On the other hand, we did a quick comparison of national surveys fielded this year that asked the primary question of all adult Democrats (and leaners) versus those that asked the question of only registered voters that identify or lean Democratic. We looked only vote questions testing the whole field, but excluding Al Gore. Clinton received an average of 44% on four surveys conducted by Gallup and ABC/Washington Post that included all adult Democrats, and 38% on eleven surveys** that included only Democrats registered to vote (or "likely" to vote in the general election). So we have sketchy support for the notion that surveys with slightly tighter screens show Clinton with slightly less support.
Admittedly, there are many potential pitfalls with such comparisons (commenters, have at it), and none of the available data allows for a direct test of Bowers' contention. In other words, we have no survey that allows us to compare the vote among all Democratic identifiers to a theoretically "true" likely primary electorate. So I think the jury is still out.
Chris cites some data from recent LA Times/Bloomberg [PDF] and Pew Research Center surveys showing Obama running much closer among well educated Democrats. And better educated adults tend to vote at higher rates than less well educated voters. That much is true, although education is just one predictor of turnout. Another is age, and the Pew survey shows Clinton with more support among older voters who also tend to turn out at higher rates.
However, one aspect of my argument cannot be doubted. By sampling between 40-50% of all registered voters, the vast majority of national Democratic primary polls are not specifically sampling the Democratic primary electorate. As such, these polls should not only be taken with a grain of salt, but should almost be dismissed entirely as useful indicators of the current state of play in the Democratic primary / caucus season. If they are not polling the Democratic primary / caucus electorate, or even coming close to doing so, then they should not be used as indicators of opinion in the Democratic primary / caucus electorate. To use an analogous example, one does not poll the entire nation as a means of determining public opinion in California. One does not poll all Democratic self-identifiers and leaners in order to determine the opinion of Democratic primary and caucus goers.

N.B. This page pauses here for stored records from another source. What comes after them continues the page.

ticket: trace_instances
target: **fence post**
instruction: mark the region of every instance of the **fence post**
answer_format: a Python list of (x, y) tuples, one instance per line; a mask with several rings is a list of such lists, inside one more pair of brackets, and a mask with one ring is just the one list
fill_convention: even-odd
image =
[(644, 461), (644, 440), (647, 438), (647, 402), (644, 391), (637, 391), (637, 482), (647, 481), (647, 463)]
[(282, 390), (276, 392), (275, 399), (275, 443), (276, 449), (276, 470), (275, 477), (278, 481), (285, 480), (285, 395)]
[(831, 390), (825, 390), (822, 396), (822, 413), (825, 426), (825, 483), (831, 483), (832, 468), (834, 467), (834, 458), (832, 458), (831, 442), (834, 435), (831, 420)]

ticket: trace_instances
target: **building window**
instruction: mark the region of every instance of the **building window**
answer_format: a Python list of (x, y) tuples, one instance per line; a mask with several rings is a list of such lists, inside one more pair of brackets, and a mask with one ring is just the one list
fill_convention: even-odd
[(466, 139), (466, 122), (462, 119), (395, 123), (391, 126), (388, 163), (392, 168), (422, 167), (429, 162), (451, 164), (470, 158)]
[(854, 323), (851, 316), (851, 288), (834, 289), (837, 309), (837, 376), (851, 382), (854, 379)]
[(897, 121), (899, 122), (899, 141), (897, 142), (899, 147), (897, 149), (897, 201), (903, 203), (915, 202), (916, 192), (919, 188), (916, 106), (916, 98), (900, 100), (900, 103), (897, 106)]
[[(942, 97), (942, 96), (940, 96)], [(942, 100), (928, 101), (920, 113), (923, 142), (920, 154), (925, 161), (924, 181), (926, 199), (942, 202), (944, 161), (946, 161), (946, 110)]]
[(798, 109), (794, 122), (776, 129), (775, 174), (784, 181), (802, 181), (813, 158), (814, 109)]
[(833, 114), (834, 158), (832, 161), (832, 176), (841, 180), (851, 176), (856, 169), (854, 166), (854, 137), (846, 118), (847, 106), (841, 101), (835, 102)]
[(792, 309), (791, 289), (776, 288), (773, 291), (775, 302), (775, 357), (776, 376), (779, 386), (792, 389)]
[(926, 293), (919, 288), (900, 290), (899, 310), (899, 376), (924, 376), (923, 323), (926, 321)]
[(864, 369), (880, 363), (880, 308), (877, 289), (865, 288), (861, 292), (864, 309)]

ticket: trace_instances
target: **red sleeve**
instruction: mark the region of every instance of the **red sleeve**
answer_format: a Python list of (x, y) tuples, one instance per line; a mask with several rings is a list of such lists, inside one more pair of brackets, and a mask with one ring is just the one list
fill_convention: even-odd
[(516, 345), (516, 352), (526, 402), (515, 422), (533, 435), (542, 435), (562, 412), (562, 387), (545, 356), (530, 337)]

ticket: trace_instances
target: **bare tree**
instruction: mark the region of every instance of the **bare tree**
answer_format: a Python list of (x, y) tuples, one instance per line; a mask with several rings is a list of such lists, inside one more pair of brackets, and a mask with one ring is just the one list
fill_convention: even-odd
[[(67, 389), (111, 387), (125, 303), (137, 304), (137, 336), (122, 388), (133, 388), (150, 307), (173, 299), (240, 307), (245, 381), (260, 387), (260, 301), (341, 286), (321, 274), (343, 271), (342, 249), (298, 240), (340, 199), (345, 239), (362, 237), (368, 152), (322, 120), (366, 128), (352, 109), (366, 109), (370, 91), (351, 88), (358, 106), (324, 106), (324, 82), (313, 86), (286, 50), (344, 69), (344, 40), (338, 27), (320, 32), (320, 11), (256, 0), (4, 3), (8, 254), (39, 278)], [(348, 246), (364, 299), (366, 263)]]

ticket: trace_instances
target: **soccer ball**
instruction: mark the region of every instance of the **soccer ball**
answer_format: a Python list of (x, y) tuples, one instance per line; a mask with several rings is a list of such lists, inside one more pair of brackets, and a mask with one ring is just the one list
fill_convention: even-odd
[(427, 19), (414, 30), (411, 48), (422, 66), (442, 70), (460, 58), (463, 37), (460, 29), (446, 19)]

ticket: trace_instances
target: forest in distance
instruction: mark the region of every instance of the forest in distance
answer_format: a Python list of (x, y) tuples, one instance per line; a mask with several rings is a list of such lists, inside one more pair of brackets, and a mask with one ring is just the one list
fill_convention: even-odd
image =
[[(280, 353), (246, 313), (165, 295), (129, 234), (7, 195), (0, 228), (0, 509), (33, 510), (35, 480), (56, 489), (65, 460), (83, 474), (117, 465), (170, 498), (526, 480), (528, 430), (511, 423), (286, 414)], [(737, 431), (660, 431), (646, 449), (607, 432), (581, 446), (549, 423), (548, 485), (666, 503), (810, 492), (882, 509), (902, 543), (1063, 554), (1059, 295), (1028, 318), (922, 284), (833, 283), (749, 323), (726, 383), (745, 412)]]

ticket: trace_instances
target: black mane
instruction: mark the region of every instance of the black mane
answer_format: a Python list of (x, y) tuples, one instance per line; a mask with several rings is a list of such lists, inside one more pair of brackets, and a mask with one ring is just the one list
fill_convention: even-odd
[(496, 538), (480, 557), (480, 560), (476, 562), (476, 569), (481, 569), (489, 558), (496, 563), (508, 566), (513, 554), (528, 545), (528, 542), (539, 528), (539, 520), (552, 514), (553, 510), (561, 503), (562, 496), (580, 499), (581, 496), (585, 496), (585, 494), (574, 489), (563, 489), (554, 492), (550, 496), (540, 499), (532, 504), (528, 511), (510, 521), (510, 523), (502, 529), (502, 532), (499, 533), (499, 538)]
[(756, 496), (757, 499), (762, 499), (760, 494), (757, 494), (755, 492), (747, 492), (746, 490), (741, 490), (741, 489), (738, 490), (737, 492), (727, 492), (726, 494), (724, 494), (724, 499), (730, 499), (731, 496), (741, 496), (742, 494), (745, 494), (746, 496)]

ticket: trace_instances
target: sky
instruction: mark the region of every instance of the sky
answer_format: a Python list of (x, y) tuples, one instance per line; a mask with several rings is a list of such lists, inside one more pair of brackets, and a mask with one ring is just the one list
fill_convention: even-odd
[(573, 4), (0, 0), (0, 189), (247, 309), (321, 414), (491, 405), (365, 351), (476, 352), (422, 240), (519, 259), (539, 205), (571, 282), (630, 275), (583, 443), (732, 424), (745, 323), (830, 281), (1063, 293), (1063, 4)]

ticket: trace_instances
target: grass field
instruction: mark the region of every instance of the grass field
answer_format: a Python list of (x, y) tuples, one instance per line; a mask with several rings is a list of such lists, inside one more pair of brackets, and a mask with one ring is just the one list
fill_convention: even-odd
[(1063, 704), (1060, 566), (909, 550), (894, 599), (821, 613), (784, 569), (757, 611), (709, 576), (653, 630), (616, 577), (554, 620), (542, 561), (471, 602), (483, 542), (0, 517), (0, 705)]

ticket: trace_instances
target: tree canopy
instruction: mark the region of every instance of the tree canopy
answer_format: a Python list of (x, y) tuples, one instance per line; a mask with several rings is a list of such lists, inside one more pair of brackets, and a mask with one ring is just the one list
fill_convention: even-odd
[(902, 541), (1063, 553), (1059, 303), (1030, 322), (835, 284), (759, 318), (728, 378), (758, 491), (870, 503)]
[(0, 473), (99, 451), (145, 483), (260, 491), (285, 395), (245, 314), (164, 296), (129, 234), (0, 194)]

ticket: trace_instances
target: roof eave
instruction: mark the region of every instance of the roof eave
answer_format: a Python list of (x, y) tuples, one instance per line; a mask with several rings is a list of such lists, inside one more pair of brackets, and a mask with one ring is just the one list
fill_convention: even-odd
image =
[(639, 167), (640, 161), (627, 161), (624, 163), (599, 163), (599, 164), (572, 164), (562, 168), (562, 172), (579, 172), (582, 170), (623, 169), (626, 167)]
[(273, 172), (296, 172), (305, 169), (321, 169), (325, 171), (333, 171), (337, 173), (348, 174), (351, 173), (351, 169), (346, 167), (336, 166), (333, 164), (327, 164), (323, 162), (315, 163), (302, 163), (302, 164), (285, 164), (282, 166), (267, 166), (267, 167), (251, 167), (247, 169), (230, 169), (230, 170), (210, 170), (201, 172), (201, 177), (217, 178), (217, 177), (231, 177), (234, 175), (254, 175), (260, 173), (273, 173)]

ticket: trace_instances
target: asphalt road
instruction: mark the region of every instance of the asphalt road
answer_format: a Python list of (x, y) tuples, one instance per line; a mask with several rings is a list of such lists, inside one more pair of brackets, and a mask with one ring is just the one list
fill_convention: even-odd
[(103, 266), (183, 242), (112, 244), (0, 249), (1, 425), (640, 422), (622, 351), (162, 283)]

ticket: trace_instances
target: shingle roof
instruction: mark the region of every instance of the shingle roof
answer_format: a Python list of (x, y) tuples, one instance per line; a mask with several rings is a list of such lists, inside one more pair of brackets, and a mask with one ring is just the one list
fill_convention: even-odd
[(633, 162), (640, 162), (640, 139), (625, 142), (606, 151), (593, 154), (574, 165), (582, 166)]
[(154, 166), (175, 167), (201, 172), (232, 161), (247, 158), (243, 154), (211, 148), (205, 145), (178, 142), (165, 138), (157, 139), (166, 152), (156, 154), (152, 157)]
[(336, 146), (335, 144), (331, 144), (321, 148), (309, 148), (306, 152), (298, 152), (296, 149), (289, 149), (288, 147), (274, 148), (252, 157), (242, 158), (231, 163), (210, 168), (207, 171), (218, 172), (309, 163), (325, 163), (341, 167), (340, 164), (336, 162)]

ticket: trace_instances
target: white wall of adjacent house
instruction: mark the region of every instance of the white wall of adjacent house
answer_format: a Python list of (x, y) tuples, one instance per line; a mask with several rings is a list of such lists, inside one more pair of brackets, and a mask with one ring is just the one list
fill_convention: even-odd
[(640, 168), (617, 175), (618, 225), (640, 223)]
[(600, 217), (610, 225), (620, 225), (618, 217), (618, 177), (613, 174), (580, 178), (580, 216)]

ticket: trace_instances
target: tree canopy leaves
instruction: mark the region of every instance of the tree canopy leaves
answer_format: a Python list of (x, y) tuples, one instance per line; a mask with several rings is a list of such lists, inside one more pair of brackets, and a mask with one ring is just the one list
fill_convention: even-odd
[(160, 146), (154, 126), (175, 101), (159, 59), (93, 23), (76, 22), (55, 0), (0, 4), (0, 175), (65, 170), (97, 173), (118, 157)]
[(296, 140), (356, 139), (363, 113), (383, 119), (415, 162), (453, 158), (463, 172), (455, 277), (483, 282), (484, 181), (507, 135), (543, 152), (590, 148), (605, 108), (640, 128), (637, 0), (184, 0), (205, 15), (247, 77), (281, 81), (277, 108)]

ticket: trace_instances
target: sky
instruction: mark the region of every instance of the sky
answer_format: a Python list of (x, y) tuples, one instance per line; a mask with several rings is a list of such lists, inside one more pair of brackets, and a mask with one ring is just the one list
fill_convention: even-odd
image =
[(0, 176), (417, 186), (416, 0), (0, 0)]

News organizations commissioning national primary polls should either pony up the cash necessary to accurately sample the national primary electorate, or they should stop pimping their own polls as accurate reflections of the national primary and caucus electorate. Further, the American Association for Public Opinion Research should really lay into new organizations that don't do this, since it is blatant false advertising and manipulation of data by the national media. Finally, there may not be enough evidence to conclusively demonstrate my thesis at this time, but I still believe that when national polls sample an accurately narrow universe of the Democratic primary and caucus electorate, Clinton's lead will come in at 12% or less in every single survey. I just hope some organization will begin conducting the necessary (and expensive) surveys necessary to either prove or disprove my claim.